[Date Prev][Date Next][Thread Prev][Thread Next][Date Index][Thread Index]
Comment by Peter Brantley
I recently posted a query concerning data-mining to this list.
I happened to share it with Peter Brantley of the California
Digital Library, who replied in his characteristically thoughtful
way. His remarks are pasted in below, with his permission (with
the original informal style of a personal email). Note in
particular the comment about the Open Text Mining Initiative that
is being promulgated by the Nature Group.
Joe Esposito
___
I think this is a very intelligent question, and certainly one
that is being asked. it's not yet a problem at the CDL, and
hasn't been discussed there; but I have discussed flavors of this
with others.
I think there are various ways in which digitized texts could
produce transformative additional IP.
there is the text mining means you describe, in which services or
users are able to elucidate or uncover meanings, linkages, and
patterns there were previously undisclosed.
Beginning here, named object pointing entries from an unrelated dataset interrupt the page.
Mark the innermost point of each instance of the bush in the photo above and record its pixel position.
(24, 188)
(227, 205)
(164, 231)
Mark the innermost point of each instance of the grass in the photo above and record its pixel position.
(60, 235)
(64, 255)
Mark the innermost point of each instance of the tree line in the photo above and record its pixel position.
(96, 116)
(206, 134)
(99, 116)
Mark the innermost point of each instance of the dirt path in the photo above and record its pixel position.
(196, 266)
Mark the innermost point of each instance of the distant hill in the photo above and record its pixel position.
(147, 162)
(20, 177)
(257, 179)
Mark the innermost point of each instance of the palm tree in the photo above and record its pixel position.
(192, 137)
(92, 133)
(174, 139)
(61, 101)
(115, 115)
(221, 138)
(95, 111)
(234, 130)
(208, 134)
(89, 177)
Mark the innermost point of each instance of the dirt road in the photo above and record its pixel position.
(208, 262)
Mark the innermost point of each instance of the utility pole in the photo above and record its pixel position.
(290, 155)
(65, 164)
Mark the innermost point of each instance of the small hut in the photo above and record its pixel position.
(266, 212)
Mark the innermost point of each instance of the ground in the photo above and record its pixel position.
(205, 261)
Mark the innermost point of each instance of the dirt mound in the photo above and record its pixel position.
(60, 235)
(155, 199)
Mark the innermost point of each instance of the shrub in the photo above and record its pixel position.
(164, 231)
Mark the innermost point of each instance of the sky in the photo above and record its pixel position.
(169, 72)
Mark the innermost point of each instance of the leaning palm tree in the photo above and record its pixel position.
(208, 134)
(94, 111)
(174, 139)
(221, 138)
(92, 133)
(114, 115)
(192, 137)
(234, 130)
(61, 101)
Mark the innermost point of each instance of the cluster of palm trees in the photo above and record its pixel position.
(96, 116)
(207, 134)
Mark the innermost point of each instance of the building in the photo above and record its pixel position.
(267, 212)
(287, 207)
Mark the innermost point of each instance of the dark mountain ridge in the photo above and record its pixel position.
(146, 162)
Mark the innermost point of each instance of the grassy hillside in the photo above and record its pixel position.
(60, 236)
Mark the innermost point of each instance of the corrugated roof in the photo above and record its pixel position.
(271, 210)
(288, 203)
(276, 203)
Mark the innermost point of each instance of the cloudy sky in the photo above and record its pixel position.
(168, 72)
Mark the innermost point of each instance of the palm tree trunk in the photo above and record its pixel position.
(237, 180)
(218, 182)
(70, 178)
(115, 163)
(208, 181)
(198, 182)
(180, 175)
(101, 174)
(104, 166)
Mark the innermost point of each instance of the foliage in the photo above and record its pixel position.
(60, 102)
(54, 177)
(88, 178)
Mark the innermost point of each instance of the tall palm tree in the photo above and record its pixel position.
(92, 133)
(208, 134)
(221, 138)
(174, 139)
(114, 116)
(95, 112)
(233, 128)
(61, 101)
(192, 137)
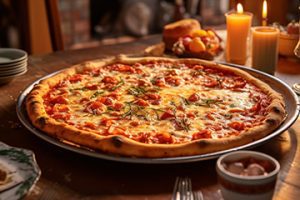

These in turn could
be published or leveraged for revenue in various ways.
(companies like MarkLogic build their businesses off this kind of
work).
there is the value-add that social software techniques could
produce, through the production of lists, perhaps pointing deep
into texts, or at small portions of texts; the IP inherent in
annotation and tagging (who owns these?); and additions to expert
ontologies that might be used within text mining to further
value. (Just a few examples).
there are also virtual texts, in which users able to search
across a range of material might be able to produce new and
useful derivatives, such as "The 100 Best Salpicon Recipes" -
what portion of that IP could be claimed by the original
publisher? is that akin to the relationship of a movie to a
screenplay?
I would note that one of the innovations that Nature Publishing
has recently provided is the Open Text Mining Initiative, which
explicitly provides a mechanism for publishers to produce machine
readable files that facilitate text mining and indexing without
rendering the text to human readership and without forsaking the
lion's share of the IP. I think OTMI will potentially be very
successful, and I think approaches like it will be embraced for
at least an interim period of time.
####